Concernant le contenu, rien de concret n’a été décidé, pour le moment. Selon le Ministère de la Culture, un comité scientifique et technique travaille à partir de documents pour « construire un discours scénographique cohérent ». Un travail qui n’inclut pas suffisamment les familles de victimes ou les rescapés, qui sont pourtant les premiers concernés, revendique Elie Diatta.
« Le mémorial doit pouvoir contenir les reliques du Joola, il faut que le renflouement soit fait. Ça peut être la barre, ça peut être la cloche. Il y a des éléments importants dans le Joola, les hélices de l’épave qu’on pourra sortir de l’épave et apporter ici », évoque Elie Diatta.

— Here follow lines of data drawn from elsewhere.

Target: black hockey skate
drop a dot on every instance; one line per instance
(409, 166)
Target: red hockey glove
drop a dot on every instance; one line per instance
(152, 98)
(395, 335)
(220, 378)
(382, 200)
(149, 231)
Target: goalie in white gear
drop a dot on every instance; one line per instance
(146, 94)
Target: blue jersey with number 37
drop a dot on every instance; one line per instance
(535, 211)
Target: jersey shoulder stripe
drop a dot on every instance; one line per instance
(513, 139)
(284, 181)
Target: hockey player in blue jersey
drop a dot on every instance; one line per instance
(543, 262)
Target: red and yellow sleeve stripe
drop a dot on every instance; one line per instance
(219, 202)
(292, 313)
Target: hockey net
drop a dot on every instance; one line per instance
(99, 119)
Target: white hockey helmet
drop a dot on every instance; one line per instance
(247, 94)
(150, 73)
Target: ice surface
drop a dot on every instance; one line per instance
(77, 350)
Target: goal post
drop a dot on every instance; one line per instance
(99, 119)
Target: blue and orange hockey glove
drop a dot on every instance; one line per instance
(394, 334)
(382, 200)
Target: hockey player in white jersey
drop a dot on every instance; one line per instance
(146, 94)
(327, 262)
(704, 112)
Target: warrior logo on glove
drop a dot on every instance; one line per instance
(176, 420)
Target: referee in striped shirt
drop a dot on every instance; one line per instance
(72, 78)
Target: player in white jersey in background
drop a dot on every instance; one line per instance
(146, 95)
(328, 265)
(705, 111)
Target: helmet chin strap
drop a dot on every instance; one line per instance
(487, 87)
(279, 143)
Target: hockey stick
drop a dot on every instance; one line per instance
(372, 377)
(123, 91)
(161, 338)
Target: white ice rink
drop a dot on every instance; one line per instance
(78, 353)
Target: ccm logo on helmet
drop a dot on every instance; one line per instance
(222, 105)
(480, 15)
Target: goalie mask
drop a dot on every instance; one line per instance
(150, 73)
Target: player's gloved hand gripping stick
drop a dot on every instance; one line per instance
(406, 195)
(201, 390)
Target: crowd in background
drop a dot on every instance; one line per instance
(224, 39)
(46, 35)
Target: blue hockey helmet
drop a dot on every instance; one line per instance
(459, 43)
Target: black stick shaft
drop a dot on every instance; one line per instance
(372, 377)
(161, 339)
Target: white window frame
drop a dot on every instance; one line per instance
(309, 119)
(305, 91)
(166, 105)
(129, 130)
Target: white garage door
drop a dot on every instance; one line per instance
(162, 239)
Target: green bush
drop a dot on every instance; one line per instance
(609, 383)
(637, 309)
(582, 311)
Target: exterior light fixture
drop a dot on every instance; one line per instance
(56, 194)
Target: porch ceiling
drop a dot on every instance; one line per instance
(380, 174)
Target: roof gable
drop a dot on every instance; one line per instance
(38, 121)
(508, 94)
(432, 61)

Ce mémorial est aussi une manière de lutter contre l’oubli que redoute Kadidiatou Diop, fille d’une victime. Entre ses mains, elle tient tendrement une photo de sa maman, Fatou Tinor Diedhiou. « À chaque fois qu’on parle du bateau le Joola, je sens que j’ai besoin de voir cette photo, me rappeler la personne que j’ai perdue dans le bateau. C’est pour cela que je pense qu’il faudrait qu’ils mettent les photos auprès des noms des victimes. Vous irez au mémorial, il y aura les noms, il y aura les photos », confie-t-elle, selon RFI.